3.2. Pathway Enrichment Analyses of the Common DEGs of CLL Patients
To further explore the potential role of signaling pathways in the disease mechanism of CLL, we conducted pathway enrichment analysis across different stages of each patient according to DEGs. However, we found significant differences among CLL patients, suggesting significant heterogeneity (Figure 4). There were 5 pathways with the most significant differences of patient 1 which were the regulation of autophagy, ubiquitin-mediated proteolysis, and TP53 signaling pathway, etc. (Figure 4(a)). Pathways with significant differences between pre-CIT and post-CIT in patient 2 were related to energy metabolism, these were glycosaminoglycan degradation, immune disorders, and the TP53 signaling pathway, etc. (Figure 4(b)). Although it was somewhat similar between patient 3 and patient 2, more than half of the differential pathways were not consistent (Figure 3(c)). This result probably suggested that changes in energy metabolism and immune factors may affect the therapeutic efficacy of CLL, thereby affecting disease progression. However, there were individual differences in signaling pathway characteristics of different patients. No convincing molecular mechanism for CLL disease progression can be deduced yet from the results of the current pathway enrichment analysis. To further search for target pathways, we narrowed the scope and drew a network map of several major pathways that may be involved in CLL pathophysiology and their closely related genes for further analysis of potential targets (Figure 5). Among these, the TP53 pathway and ubiquitin-mediated proteolysis pathway were closely related to the cell cycle process through multigene groups. This suggested that classical signaling pathways such as TP53 may still be the main therapeutic entry point.




3.3. KEGG, Hallmark, and GO Pathway Enrichment Analyses of Patient 1
Heterogeneity of DEGs and pathways among patients suggested that it was better to perform individual analyses independently. To uncover the molecular metabolic characteristics of stability and progression of CLL, we further analyzed the differences between the observation stage and relapsed post-CIT in patient 1 (Figure 6). As shown in the KEGG graph analyzed by GSVA (Figure 6(a)), pathways with significantly increased activity in relapsed post-CIT compared to the observation stage were the TP53 signaling pathway, ubiquitin-mediated proteolysis, immune abnormality, etc. (Figure 4(a)). Pathways with decreased activity were TGF-beta signaling pathway, other glycan degradation, hedgehog signaling pathway, etc. (Figure 6(a)).

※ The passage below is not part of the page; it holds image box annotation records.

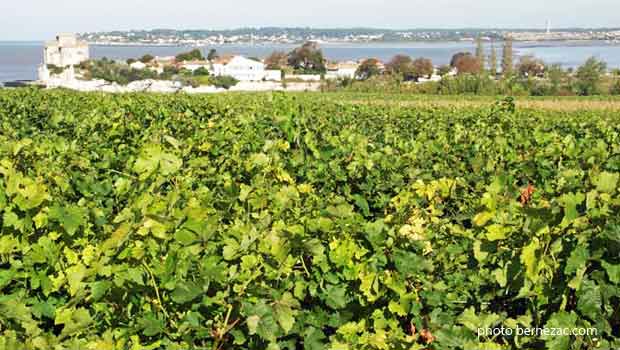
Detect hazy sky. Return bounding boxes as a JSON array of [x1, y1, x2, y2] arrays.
[[0, 0, 620, 40]]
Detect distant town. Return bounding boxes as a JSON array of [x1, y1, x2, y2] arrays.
[[79, 26, 620, 46]]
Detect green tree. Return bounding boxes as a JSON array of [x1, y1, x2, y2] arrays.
[[489, 42, 497, 78], [411, 57, 435, 80], [207, 49, 220, 61], [609, 79, 620, 95], [502, 36, 514, 77], [355, 58, 381, 80], [575, 57, 607, 96], [193, 67, 210, 77], [450, 52, 471, 68], [210, 75, 239, 90], [288, 42, 325, 74], [545, 64, 568, 95], [175, 49, 205, 62], [265, 51, 288, 70], [385, 55, 414, 80], [437, 64, 453, 77], [139, 54, 155, 64], [476, 36, 486, 73], [453, 52, 482, 74], [517, 55, 545, 78]]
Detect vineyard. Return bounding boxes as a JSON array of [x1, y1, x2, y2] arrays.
[[0, 89, 620, 350]]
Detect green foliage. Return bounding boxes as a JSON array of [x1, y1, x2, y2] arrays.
[[193, 67, 210, 77], [575, 57, 607, 96], [139, 54, 155, 63], [81, 58, 159, 85], [47, 64, 65, 75], [0, 89, 620, 350], [209, 75, 239, 89], [355, 58, 381, 80], [288, 42, 326, 74]]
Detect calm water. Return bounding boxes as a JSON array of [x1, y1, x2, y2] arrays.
[[0, 42, 620, 82]]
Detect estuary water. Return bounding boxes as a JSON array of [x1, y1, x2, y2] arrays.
[[0, 41, 620, 82]]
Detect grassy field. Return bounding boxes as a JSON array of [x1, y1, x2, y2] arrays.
[[324, 93, 620, 112], [0, 89, 620, 350]]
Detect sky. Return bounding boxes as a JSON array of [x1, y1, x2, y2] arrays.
[[0, 0, 620, 40]]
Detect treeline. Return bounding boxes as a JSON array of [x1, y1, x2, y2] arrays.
[[340, 39, 620, 96]]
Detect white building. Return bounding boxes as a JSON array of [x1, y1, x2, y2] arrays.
[[211, 56, 281, 81], [43, 34, 90, 67], [129, 61, 146, 70], [181, 60, 211, 72], [325, 61, 359, 79]]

Hallmarks is a gene set related to tumor growth and metastasis dissemination, which helps to define the character of malignancies. Results of hallmark showed that pathways with significantly increased activity were the TP53 signaling pathway, TNFα signaling via NFkB, apoptosis, etc. (Figure 6(b)). Pathways with decreased activity were energy metabolism and oxidative regulation, etc. (Figure 6(b)). There were a small number of resemblances between the observation stage and post-CIT containing the TP53 pathway, which was in accordance with the result of KEGG. During the observation stage, the activity of the TP53 pathway stayed low and started negative growth at the stage of pre-CIT and reversing to positive growth when post-CIT (Figure 6(b)). However, the results of GO showed that the organelle structure and function may vary at different stages of CLL progression (Figure 6(c)). These pathway enrichment analysis results from different focuses suggested that there were significant differences in the activities of pathways in the observation stage and the relapsed post-CIT, especially the TP53 signaling pathway and energy metabolism pathway, which were closely related to malignant tumors.